Honey: Tasty, sweet… and an antibiotic?
It’s true! Honey is not only used as a sweetener in food or for a quick snack — it also has many medicinal properties that make it ideal for healing wounds on humans and sea turtles alike! From anti-inflammatory and antibacterial properties to fighting fungus and decreasing swelling, honey has become a popular wound treatment in our Sea Turtle Care Center™.
How It Works
Used in either a bandage or topical ointment form, our Care Center staff and vet team applies the honey to an array of wounds on our sea turtle patients. For deeper injuries, like from a boat strike or shark attack, honey-saturated gauze is packed into the wound and covered with a thin, clear bandage. The protective layer over the honey-soaked wound serves as a waterproof barrier, prolonging the wear of the treatment and increasing its overall effectiveness. For more surface-level injuries, the honey is applied directly to the wound.
No Harm, Just Sweet
Now, you may be wondering what happens if the bandages fall out or the sea turtle decides to eat some of the honey solution. Have no fear! Since the honey is medical-grade, it’s completely safe for our patients and poses no threat at all to their health or rehabilitation processes.
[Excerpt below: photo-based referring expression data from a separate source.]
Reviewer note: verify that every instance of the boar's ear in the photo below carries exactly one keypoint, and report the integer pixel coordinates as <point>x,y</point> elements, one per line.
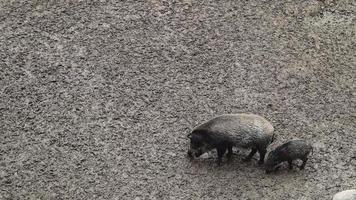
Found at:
<point>273,138</point>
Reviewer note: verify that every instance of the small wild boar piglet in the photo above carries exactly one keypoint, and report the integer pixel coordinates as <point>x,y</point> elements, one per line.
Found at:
<point>225,131</point>
<point>292,150</point>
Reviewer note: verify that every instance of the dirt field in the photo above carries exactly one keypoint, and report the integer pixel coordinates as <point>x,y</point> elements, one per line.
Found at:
<point>97,97</point>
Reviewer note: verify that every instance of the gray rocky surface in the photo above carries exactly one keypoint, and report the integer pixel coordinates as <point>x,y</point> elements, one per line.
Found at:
<point>97,96</point>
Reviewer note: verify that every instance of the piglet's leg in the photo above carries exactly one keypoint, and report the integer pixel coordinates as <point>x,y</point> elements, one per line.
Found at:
<point>290,163</point>
<point>221,152</point>
<point>262,153</point>
<point>229,152</point>
<point>252,153</point>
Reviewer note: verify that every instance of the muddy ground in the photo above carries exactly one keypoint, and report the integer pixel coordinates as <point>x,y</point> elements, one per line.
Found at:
<point>97,97</point>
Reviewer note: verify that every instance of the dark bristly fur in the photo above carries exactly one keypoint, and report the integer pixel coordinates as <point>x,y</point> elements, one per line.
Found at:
<point>292,150</point>
<point>226,131</point>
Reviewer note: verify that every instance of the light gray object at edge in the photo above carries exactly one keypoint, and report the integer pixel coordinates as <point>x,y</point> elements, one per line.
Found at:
<point>345,195</point>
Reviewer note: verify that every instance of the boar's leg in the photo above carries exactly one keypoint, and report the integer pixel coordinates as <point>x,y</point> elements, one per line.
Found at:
<point>221,152</point>
<point>229,152</point>
<point>290,163</point>
<point>252,153</point>
<point>262,153</point>
<point>304,162</point>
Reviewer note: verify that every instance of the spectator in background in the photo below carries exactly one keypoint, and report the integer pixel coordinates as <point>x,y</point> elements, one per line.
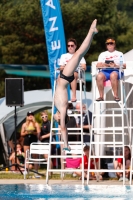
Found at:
<point>30,131</point>
<point>71,46</point>
<point>109,64</point>
<point>45,131</point>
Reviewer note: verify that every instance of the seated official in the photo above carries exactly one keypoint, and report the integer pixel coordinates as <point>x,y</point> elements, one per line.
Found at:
<point>109,65</point>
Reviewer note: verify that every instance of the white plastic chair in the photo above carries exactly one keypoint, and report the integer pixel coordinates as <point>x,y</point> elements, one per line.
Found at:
<point>36,149</point>
<point>72,158</point>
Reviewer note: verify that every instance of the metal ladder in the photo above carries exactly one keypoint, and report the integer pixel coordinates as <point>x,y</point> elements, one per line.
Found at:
<point>56,131</point>
<point>103,111</point>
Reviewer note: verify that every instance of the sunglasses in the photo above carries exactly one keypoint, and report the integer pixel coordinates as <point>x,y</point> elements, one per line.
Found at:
<point>109,43</point>
<point>44,116</point>
<point>70,45</point>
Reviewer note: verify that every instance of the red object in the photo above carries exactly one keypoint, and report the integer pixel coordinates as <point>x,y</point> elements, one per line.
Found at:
<point>72,163</point>
<point>92,164</point>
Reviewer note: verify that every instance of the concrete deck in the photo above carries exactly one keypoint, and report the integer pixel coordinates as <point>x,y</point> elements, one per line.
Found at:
<point>59,182</point>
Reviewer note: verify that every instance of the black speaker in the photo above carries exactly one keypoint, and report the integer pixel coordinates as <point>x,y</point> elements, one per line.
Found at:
<point>14,91</point>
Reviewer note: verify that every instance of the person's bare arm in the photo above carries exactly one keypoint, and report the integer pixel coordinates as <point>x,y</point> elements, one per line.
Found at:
<point>111,64</point>
<point>45,136</point>
<point>23,131</point>
<point>102,65</point>
<point>87,126</point>
<point>61,67</point>
<point>83,66</point>
<point>38,130</point>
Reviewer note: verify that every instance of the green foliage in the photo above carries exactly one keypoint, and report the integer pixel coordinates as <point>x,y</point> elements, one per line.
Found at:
<point>22,39</point>
<point>22,34</point>
<point>77,17</point>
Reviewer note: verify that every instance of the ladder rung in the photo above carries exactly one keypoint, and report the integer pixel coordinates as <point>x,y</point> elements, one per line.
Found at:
<point>106,156</point>
<point>65,170</point>
<point>107,115</point>
<point>75,115</point>
<point>105,133</point>
<point>65,156</point>
<point>60,142</point>
<point>106,170</point>
<point>107,143</point>
<point>108,128</point>
<point>104,102</point>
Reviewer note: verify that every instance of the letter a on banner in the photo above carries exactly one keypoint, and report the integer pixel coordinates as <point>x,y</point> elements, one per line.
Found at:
<point>54,32</point>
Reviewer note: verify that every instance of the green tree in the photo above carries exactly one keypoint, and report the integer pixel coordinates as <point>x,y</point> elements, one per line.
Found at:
<point>22,35</point>
<point>78,15</point>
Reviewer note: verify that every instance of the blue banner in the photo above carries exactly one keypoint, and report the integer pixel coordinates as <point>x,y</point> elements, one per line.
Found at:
<point>54,32</point>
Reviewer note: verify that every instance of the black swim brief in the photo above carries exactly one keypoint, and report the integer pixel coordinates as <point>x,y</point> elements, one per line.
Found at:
<point>67,78</point>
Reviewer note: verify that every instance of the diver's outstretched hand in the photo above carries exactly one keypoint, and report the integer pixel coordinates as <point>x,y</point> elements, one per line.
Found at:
<point>93,27</point>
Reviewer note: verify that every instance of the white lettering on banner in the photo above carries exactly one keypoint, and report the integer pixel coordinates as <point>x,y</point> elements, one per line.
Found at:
<point>52,26</point>
<point>55,46</point>
<point>50,3</point>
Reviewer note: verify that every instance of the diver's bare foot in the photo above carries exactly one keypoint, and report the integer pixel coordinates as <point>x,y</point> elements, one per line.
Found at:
<point>93,26</point>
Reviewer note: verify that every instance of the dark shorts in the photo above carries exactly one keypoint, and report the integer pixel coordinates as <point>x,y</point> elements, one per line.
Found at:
<point>67,78</point>
<point>28,139</point>
<point>109,71</point>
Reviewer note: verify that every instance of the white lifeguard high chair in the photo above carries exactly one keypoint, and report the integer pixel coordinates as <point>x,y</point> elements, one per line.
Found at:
<point>56,131</point>
<point>109,126</point>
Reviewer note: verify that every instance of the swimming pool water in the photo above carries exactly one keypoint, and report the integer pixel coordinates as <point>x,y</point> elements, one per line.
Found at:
<point>65,192</point>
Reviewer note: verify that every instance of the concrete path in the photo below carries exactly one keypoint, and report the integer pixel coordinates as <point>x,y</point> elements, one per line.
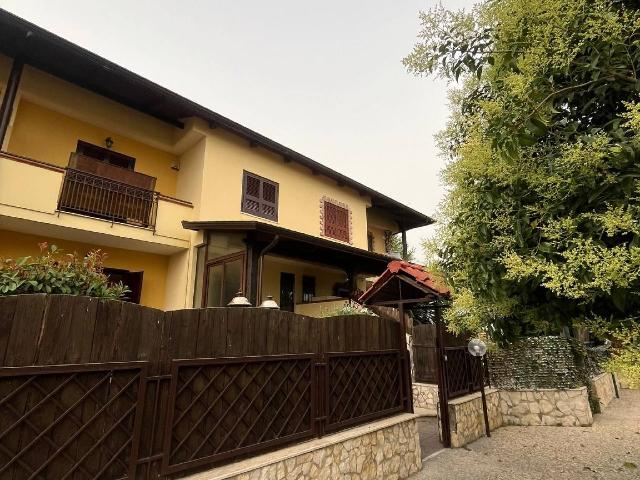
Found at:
<point>609,449</point>
<point>428,432</point>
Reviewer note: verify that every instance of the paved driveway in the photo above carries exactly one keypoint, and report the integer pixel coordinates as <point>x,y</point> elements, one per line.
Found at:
<point>609,449</point>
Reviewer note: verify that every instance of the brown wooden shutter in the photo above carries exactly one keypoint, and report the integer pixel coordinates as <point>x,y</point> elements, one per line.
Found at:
<point>336,221</point>
<point>259,196</point>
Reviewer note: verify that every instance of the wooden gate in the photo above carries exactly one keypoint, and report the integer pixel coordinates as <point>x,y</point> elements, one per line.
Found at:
<point>104,389</point>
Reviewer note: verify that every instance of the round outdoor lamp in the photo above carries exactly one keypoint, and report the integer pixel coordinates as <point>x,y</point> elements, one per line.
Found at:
<point>269,303</point>
<point>478,348</point>
<point>239,301</point>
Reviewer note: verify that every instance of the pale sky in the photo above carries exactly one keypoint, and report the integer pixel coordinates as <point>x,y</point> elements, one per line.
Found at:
<point>323,78</point>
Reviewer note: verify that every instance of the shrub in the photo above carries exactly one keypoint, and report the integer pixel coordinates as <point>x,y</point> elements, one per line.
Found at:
<point>53,271</point>
<point>351,308</point>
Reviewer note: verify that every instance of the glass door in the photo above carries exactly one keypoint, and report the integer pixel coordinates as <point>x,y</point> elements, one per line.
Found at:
<point>225,277</point>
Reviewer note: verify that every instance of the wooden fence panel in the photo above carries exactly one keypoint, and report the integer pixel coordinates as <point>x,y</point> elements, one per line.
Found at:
<point>56,330</point>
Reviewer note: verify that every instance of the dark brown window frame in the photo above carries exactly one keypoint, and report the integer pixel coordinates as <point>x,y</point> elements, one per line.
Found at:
<point>259,200</point>
<point>106,155</point>
<point>325,225</point>
<point>307,280</point>
<point>232,257</point>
In fact, the honey solution will actually dissolve in their systems and be nothing more than a sweet treat!
Bees in the Hive
So, who are some of our patients who experienced the medicinal benefits of honey? We used it on Bea, a loggerhead initially admitted with debilitated turtle syndrome, to treat her multiple skin lesions during her rehabilitation. We also used it on little Scorpio, a cold-stunned Kemp’s ridley, to treat their dermatitis on their neck. Lastly, we used it on Bloodstone, a loggerhead admitted with boat strike injuries, to treat their multiple injuries.
Published February 28, 2023
All sea turtle conservation work is authorized by the SC Department of Natural Resources Marine Turtle Permit No. 2023-0004.